Late last month, AnandTech published a performance comparison by Andrei Frumusanu examining the Samsung Galaxy S9’s Snapdragon 845 and Exynos 9810 variants and a number of other high-end phones. WebXPRT was one of the benchmarking tools used. The article stated that both versions of the brand-new S9 were slower than the iPhone X and, in some tests, were slower than even the iPhone 7.

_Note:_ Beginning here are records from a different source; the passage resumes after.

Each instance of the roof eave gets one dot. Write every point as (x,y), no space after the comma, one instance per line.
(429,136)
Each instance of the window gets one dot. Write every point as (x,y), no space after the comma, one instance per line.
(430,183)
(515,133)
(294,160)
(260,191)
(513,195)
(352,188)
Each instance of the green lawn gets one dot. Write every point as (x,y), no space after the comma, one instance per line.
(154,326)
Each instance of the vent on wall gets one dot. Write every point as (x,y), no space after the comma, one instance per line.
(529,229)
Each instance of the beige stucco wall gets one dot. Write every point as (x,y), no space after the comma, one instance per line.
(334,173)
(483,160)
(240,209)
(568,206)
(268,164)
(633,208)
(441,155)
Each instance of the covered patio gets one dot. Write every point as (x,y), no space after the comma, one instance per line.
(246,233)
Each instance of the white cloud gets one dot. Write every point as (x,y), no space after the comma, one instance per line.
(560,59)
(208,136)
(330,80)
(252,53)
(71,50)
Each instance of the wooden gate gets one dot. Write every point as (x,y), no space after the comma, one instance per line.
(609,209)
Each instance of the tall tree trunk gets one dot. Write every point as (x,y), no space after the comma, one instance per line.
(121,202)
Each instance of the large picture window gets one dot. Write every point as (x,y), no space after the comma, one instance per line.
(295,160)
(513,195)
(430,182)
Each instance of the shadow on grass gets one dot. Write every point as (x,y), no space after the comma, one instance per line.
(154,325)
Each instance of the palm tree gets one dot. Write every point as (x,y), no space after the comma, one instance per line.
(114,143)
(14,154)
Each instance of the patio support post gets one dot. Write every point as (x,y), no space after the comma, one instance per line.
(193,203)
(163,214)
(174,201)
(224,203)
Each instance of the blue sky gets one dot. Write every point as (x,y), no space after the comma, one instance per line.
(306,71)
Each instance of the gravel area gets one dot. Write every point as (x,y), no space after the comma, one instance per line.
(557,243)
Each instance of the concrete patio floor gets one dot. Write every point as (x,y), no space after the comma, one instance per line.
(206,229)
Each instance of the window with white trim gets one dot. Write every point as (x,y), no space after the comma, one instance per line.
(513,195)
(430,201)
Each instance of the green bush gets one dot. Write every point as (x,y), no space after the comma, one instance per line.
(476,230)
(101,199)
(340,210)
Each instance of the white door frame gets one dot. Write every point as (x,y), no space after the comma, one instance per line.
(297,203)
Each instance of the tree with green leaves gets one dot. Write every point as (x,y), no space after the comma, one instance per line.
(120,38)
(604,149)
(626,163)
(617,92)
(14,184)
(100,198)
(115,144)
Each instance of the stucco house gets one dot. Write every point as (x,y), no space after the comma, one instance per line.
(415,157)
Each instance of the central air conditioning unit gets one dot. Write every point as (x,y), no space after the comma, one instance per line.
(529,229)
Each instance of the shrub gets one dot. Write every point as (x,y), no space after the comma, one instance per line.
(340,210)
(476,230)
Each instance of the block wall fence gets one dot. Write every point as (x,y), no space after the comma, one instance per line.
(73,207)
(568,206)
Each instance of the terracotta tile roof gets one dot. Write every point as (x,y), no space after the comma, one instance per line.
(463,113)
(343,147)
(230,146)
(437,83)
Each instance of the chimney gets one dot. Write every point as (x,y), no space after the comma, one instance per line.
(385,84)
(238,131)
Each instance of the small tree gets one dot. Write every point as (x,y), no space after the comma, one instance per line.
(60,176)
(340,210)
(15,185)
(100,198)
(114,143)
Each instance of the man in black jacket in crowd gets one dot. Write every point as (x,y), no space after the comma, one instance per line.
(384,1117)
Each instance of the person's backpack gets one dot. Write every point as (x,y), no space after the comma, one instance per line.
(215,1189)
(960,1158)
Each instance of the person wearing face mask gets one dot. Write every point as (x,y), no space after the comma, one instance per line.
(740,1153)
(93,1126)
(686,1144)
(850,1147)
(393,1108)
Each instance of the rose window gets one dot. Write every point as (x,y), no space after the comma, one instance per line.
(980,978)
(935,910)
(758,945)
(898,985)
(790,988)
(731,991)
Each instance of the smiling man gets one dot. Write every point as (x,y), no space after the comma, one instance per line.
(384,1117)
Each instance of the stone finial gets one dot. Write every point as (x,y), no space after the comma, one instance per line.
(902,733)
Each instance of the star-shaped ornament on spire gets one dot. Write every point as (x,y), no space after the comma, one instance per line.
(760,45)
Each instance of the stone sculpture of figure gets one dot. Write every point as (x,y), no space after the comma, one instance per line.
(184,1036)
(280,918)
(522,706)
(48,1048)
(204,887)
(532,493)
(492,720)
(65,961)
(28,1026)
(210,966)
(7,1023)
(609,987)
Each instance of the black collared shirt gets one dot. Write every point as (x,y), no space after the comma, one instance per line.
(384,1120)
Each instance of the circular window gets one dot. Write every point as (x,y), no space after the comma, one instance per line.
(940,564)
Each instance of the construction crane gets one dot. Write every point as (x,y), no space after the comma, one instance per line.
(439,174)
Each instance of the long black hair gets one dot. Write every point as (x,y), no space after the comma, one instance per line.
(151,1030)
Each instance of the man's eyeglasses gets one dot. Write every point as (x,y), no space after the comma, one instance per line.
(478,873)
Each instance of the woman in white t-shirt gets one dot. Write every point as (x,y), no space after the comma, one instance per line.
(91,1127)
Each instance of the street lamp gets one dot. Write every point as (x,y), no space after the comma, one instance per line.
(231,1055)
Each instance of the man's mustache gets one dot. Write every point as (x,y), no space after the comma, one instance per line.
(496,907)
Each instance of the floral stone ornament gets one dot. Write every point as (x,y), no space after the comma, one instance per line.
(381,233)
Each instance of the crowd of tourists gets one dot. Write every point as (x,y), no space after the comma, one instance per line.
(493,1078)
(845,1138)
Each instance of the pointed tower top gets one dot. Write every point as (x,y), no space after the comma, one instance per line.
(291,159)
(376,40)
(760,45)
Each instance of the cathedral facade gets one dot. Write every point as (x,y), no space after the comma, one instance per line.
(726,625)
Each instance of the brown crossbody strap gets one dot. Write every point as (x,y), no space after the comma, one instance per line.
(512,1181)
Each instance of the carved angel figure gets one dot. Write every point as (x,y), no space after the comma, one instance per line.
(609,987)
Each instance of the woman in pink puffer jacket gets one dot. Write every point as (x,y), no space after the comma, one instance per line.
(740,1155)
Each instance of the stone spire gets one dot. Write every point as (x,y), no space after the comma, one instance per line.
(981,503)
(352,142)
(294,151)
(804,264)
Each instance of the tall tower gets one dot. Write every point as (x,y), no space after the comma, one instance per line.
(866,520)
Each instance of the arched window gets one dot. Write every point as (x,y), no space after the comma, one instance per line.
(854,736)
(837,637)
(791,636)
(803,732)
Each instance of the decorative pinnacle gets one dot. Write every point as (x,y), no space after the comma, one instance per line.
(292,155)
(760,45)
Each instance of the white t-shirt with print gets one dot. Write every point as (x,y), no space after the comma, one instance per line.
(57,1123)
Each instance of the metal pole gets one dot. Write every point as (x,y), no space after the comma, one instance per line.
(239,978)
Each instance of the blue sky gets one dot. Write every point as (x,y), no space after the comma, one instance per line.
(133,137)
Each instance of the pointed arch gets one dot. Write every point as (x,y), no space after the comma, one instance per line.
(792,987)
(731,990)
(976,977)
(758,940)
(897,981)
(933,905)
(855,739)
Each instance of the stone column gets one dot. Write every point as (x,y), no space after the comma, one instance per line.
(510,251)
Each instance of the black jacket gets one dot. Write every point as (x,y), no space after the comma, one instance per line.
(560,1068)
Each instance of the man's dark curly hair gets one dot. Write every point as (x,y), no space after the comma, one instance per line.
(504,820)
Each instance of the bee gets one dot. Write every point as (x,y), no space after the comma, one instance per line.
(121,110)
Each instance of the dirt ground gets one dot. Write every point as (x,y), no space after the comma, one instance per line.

A CNET video discussed the article and the role of WebXPRT in the performance comparison, and the article has been reposted to hundreds of tech media sites around the world. A quick survey shows reposts in Albania, Bulgaria, Denmark, Chile, the Czech Republic, France, Germany, Greece, Indonesia, Iran, Italy Japan, Korea, Poland, Russia, Spain, Slovakia, Turkey, and many other countries.

The popularity of the article is not surprising, for it positions the newest flagship phones from the industry’s two largest phone makers in a head-to-head comparison with a somewhat unexpected outcome. AnandTech did nothing to stir controversy or sensationalize the test results, but simply provided readers with an objective, balanced assessment of how these devices compare so that they could draw their own conclusions. The XPRTs share this approach.

We’re grateful to Andrei and others at AnandTech who’ve used the XPRTs over the years to produce content that helps consumers make informed decisions. WebXPRT is just part of AnandTech’s toolkit, but it’s one that’s accessible to anybody free of charge. With the help of BenchmarkXPRT Development Community members, we’ll continue to publish XPRT tools that help users everywhere gain valuable insight into device performance.